森林を伐採して土地を開けば、土砂災害の危険性が高まるだけではない、土砂の流出によってアスファルトが下から崩れて道路陥没にも繋がりかねないのである。メガソーラー問題はインフラがインフラを破壊するような状態、とも形容できよう。

離島モデルの可能性

こうした問題に対する具体策を、離島で実証する試みが行われている。離島で先駆的なモデルを構築することで、今後「陸の孤島」が増加するであろう本土の各地域でも応用できるのではないか、と考えられているのである。

例えばこれまでの記事でも述べられてきたこととも重なるが、サーキュラーエコノミー(循環型社会)を実現させることで資源を自力で賄うだけでなく、離島特有のごみ処理の問題も深刻にならない。

波照間島は風力発電と内燃力発電(小型の火力発電)によって電力が賄われている。しかし火力発電は言うまでもなく環境負荷がかかり、その上燃料の輸送費もバカにならない。だからといって風力発電に頼りすぎても、電力の供給が安定しないので島全体が停電に陥る危険性がある。

そこで、導入されているのがマイクログリッド安定化装置である。風力発電を最大限に活かしながら、その電力供給の不安定さを最小限の内燃力発電によって調整するための最先端の装置である。これにより、風の状態が強すぎるわけでも弱すぎるわけでもないときは島で再エネ100%を達成できることもある(これは世界的に見ても珍しい)。

あるいは現在世界各地で広がりを見せ始めているDAO(分散型自律組織)は、意思決定において中央が深く関わるのではなく、地域住民がそれぞれの主体性でもって地域に貢献していくというシステムである。離島では行政のインフラ整備を待っているだけでは、生活が成り立たない。だからこそ日本の伝統的な共同体である「結」(波照間島では類似したものに「ゆいまーる」というものがある)のように、共同体を単位とした社会のあり方がインフラを解決する可能性を秘めている。

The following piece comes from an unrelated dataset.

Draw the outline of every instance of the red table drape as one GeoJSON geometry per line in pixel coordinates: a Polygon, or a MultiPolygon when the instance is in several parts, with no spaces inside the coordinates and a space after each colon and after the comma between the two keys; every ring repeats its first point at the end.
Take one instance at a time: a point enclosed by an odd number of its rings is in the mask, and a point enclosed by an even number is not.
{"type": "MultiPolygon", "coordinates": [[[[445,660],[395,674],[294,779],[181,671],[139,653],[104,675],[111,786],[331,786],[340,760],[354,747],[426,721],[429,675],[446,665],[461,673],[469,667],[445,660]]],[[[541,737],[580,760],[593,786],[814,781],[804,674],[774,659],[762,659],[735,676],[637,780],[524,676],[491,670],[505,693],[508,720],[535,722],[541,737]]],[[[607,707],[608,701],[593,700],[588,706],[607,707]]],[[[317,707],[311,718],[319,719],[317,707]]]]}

これは原始的な生活に戻るというより、むしろ現代のテクノロジーを活用して、より新しい社会を築こうとする試みである。この試みによって、持続可能な社会は理想でも無理をすることでもなく、むしろ便利な社会をつくるためには持続可能でなければならない、そのような意識へと向かっていくのではないだろうかという気がしている。